The resulting counterfactual labor force participation rate, depicted by the orange line in figure 4, shows that the decline in the labor force participation rate of older Americans would only have been about half as large as the observed decline had the pandemic not occurred. By construction, this series provides a good approximation of the prepandemic observed series. For the postpandemic period, rather than experiencing a sharp drop followed by a gradual decline, the counterfactual series instead exhibits a gradual decline from its starting level. It implies that around 43 percent of the observed 2.9 percentage point decline in the labor force participation rate of people aged 55 and older would have occurred anyway as a result of changing demographic composition (mainly the shift toward older age groups). The remaining 57 percent can be attributed to changing retirement behavior due to the pandemic. All in all, absent the pandemic, the labor force participation rate of older Americans would be 1.65 percentage points higher today. Given that this age group makes up roughly a third of the US population, this represents around 1.7 million "missing" older workers.

Projecting Labor Force Participation among Older Americans in Coming Years

How will the labor force participation rate of older Americans evolve during the next five years? To answer this question, we use the same methodology as above, with two modifications. First, we now model annual labor force participation rates by group from 1995 to 2025, allowing for an additional level and trend break to account for the pandemic. Second, we predict group-specific population shares for 2026–30 by projecting the population structure in 2025 forward using sex-by-race-specific survival probabilities based on life tables from the Centers for Disease Control and Prevention (Arias, Xu, and Kochanek 2025 icon denoting destination link is offsite).

The resulting projected labor force participation rate, depicted by the yellow line in figure 4, shows that labor force participation among older Americans will continue to decline in coming years.
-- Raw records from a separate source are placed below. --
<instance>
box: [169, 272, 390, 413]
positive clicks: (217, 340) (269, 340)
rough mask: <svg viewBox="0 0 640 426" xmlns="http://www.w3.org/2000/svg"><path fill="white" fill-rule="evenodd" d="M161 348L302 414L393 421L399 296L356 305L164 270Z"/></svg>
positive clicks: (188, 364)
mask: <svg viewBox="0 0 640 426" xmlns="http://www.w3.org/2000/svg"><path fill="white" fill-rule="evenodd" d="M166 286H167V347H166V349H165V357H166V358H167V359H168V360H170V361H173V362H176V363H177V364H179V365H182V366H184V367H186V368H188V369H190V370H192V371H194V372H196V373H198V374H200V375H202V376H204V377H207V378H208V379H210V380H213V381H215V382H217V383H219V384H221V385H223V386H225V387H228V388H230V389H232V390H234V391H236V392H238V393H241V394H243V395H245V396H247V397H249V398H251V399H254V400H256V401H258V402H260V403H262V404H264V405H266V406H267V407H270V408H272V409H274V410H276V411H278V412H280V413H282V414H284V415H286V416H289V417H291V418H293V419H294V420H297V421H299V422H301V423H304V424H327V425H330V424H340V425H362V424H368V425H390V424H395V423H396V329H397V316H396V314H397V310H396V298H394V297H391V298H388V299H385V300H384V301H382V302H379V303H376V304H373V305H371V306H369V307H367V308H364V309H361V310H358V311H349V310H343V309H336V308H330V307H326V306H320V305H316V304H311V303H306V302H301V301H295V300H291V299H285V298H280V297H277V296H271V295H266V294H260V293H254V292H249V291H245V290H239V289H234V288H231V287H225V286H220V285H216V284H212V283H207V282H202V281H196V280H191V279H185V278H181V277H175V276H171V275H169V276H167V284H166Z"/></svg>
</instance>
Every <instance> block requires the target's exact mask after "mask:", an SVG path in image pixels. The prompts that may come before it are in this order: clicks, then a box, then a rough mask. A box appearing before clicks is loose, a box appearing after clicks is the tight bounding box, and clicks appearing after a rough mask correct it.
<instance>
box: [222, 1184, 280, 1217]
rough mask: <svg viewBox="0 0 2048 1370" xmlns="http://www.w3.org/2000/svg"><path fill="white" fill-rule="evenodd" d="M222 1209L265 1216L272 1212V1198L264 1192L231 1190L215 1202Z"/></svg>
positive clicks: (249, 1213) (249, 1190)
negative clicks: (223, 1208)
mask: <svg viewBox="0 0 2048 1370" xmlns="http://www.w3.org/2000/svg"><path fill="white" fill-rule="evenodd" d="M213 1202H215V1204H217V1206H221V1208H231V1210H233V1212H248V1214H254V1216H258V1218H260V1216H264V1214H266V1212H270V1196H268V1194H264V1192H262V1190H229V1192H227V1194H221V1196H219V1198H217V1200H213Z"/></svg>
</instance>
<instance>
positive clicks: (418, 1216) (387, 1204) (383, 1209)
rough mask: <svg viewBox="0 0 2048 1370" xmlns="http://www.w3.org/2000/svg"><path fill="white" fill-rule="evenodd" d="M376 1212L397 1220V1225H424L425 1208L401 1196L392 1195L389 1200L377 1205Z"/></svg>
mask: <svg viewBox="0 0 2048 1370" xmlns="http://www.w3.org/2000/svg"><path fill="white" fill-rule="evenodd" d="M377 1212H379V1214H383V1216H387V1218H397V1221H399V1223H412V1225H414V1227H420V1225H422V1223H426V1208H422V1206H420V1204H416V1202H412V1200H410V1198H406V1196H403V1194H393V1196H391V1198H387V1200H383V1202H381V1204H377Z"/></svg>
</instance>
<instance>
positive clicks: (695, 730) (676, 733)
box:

Again, by construction, this series tracks the observed series quite well up until 2025. The projections for 2026 and beyond imply that labor force participation among older Americans will decline by another 1.6 percentage points by 2030. This represents an additional deficit of 1.7 million workers, most of which can be attributed to an aging population. Therefore, unless retirement patterns drastically change in a way that offsets the impact of demographics, the labor force participation rate of older Americans will naturally decline over time, which in turn will put downward pressure on the aggregate labor force participation rate.

Conclusion

Labor force participation among older Americans remains depressed relative to prepandemic levels, and this trend is likely to continue in the coming years due to population aging. Because older Americans make up a rising share of the population, this will put downward pressure on the aggregate labor force participation rate, which has important implications for the US economy. On the one hand, it means that, all else equal, fewer jobs will need to be created to keep the unemployment rate constant. On the other hand, unless labor productivity rises, a shrinking labor force will be a headwind for GDP growth.